You know, Iranian nukes might not be such a bad thing

Believe it or not, there are some potential benefits to the United States should Iran build a bomb. (I’m speaking for myself here, and in no way for the Air Force.) Five possibilities come to mind.

First, Iran’s development of nuclear weapons would give the United States an opportunity to finally defeat violent Sunni-Arab terrorist groups like Al Qaeda. Here’s why: a nuclear Iran is primarily a threat to its neighbors, not the United States. Thus Washington could offer regional security — primarily, a Middle East nuclear umbrella — in exchange for economic, political and social reforms in the autocratic Arab regimes responsible for breeding the discontent that led to the attacks of Sept. 11, 2001.

Until now, the Middle East autocracies have refused to change their ways because they were protected by the wealth of their petroleum reserves.
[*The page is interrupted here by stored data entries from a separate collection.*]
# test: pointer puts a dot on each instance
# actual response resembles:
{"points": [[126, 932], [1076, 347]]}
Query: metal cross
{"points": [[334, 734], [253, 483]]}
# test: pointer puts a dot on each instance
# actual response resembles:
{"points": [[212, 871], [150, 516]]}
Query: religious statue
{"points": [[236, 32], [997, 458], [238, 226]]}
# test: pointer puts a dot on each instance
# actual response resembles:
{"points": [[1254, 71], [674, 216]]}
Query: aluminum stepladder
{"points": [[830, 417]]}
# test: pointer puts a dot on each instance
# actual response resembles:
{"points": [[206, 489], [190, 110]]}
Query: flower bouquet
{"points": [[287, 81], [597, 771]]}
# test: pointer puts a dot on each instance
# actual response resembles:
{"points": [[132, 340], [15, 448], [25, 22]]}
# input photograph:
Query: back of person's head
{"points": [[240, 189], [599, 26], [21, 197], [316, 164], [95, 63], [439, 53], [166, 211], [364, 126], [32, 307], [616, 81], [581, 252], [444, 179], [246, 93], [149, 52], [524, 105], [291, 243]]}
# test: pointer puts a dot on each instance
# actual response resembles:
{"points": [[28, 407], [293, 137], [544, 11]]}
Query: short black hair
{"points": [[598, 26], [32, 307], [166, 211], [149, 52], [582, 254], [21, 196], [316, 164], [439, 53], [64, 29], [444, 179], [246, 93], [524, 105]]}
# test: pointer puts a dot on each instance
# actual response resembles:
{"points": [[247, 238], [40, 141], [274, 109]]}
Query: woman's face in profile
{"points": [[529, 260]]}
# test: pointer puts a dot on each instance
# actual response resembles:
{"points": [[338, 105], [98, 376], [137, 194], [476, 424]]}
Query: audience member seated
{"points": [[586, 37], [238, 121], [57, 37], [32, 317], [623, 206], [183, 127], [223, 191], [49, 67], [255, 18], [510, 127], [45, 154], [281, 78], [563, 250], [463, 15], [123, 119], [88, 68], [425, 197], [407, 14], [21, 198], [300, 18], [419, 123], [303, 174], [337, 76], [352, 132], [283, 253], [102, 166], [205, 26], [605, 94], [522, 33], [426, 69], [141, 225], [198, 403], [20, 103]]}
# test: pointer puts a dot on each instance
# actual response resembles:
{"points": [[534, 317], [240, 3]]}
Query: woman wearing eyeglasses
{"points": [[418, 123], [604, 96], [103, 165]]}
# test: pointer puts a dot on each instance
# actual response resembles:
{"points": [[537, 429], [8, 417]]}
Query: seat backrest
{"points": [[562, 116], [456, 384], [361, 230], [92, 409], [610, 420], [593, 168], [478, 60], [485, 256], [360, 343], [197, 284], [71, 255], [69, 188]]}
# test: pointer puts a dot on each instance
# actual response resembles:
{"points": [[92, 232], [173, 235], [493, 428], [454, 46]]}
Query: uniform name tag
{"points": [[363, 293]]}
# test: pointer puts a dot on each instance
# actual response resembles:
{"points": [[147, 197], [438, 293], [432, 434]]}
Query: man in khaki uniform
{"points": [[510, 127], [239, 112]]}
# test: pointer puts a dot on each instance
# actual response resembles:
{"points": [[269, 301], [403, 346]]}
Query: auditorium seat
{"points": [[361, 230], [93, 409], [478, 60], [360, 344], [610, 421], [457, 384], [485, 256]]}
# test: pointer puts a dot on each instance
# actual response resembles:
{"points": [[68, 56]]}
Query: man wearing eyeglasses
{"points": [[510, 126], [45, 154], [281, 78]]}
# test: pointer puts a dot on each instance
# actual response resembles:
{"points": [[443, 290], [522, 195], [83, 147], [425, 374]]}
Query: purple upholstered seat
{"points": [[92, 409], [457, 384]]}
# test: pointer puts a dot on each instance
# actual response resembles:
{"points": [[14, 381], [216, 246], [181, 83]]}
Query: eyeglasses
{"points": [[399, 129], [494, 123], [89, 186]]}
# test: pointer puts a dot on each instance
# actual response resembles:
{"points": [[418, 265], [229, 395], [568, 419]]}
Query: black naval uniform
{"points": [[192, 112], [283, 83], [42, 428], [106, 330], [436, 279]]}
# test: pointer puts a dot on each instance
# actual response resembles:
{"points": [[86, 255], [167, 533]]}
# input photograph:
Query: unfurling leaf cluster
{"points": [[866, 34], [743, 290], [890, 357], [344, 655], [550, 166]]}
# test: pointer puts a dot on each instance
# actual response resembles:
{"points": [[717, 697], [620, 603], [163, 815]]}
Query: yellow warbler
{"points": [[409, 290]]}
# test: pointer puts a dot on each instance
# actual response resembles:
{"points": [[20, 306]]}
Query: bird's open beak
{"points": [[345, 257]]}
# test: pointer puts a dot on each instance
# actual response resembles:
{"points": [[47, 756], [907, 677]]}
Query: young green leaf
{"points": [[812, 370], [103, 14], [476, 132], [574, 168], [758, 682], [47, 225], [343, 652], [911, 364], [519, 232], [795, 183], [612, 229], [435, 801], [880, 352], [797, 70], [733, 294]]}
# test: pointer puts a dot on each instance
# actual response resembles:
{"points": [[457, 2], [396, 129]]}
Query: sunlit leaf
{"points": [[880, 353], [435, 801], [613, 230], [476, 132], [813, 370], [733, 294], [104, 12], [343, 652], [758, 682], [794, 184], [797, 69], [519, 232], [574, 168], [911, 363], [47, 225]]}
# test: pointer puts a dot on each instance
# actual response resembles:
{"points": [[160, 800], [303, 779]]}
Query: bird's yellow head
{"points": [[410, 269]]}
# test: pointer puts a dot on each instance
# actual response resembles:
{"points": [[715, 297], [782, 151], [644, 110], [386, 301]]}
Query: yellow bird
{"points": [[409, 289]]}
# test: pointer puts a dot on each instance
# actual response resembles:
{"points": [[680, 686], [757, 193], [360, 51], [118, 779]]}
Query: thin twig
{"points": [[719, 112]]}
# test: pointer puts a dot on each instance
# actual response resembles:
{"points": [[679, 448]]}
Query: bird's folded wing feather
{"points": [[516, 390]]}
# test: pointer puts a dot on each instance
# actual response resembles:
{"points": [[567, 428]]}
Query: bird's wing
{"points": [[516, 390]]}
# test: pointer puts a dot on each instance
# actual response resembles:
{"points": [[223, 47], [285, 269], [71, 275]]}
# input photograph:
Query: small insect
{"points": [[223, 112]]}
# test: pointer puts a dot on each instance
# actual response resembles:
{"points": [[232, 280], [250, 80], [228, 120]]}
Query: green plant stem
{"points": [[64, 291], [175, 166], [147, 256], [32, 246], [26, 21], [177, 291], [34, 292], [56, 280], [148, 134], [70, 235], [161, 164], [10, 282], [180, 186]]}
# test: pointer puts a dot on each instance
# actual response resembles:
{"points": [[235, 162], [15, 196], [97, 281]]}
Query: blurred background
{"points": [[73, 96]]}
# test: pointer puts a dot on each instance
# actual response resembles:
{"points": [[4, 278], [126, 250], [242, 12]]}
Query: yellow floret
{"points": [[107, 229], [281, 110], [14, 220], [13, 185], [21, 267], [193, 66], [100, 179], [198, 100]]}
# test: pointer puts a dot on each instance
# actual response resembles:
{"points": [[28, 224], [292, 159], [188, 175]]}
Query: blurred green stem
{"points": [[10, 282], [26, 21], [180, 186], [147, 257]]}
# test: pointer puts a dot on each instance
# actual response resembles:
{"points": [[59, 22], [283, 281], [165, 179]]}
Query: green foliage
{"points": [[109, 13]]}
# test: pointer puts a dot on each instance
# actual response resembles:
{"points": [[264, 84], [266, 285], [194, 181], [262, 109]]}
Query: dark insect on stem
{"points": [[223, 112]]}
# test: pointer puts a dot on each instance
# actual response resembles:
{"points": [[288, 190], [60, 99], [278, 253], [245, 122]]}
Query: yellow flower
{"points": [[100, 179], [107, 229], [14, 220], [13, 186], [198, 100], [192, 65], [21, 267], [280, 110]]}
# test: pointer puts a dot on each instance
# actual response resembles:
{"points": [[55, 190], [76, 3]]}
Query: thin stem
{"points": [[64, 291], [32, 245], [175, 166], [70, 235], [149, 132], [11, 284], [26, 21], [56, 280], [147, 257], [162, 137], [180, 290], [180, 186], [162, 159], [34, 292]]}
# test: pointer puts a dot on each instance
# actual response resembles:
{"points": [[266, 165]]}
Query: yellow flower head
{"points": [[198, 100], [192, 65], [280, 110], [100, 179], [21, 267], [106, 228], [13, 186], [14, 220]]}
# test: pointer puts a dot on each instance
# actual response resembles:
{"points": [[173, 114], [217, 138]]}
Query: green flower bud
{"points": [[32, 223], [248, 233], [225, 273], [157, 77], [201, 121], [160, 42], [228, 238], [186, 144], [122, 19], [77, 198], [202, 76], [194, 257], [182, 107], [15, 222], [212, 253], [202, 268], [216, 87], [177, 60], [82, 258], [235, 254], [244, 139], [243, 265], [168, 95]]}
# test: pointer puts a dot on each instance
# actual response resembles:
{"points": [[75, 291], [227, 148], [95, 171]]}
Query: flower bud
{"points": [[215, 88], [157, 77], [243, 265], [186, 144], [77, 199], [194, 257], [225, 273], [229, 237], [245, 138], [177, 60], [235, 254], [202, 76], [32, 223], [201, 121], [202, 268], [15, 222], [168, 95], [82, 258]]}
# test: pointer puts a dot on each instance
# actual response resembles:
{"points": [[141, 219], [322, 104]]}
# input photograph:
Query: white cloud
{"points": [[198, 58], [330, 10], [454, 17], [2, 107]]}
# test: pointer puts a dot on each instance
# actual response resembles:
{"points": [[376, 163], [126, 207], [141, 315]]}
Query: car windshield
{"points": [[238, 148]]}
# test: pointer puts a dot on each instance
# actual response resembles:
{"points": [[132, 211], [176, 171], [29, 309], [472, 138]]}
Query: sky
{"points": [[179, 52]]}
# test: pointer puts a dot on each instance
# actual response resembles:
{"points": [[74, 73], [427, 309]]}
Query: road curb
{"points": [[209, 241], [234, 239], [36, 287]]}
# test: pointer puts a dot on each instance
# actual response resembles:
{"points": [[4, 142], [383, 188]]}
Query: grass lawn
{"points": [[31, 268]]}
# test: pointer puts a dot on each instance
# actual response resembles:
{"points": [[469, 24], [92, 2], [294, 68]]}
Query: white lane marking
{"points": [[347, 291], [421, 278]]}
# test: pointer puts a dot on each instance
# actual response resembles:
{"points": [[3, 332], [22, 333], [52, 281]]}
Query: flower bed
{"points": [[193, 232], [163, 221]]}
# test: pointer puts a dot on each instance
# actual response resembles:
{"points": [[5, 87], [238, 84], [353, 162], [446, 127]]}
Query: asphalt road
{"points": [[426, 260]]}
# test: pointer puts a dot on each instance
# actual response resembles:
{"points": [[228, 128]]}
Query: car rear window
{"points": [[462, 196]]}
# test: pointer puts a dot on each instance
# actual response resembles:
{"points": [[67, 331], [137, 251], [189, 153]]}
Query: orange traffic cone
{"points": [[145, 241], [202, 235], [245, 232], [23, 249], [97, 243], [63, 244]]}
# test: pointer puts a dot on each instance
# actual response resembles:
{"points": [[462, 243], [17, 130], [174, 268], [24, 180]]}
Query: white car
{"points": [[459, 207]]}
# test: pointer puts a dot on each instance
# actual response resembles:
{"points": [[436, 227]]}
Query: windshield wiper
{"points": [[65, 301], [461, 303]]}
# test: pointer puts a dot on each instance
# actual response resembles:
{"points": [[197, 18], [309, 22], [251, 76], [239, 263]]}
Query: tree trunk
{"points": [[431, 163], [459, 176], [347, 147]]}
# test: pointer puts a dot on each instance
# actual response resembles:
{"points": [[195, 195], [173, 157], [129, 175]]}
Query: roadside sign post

A nuclear Iran alters the regional dynamic significantly, and provides some leverage for us to demand reforms.

Second, becoming the primary provider of regional security in a nuclear Middle East would give the United States a way to break the OPEC cartel. Forcing an end to the sorts of monopolistic practices that are illegal in the United States would be the price of that nuclear shield, bringing oil prices down significantly and saving billions of dollars a year at the pump. Or, at a minimum, President Obama could trade security for increased production and a lowering of global petroleum prices.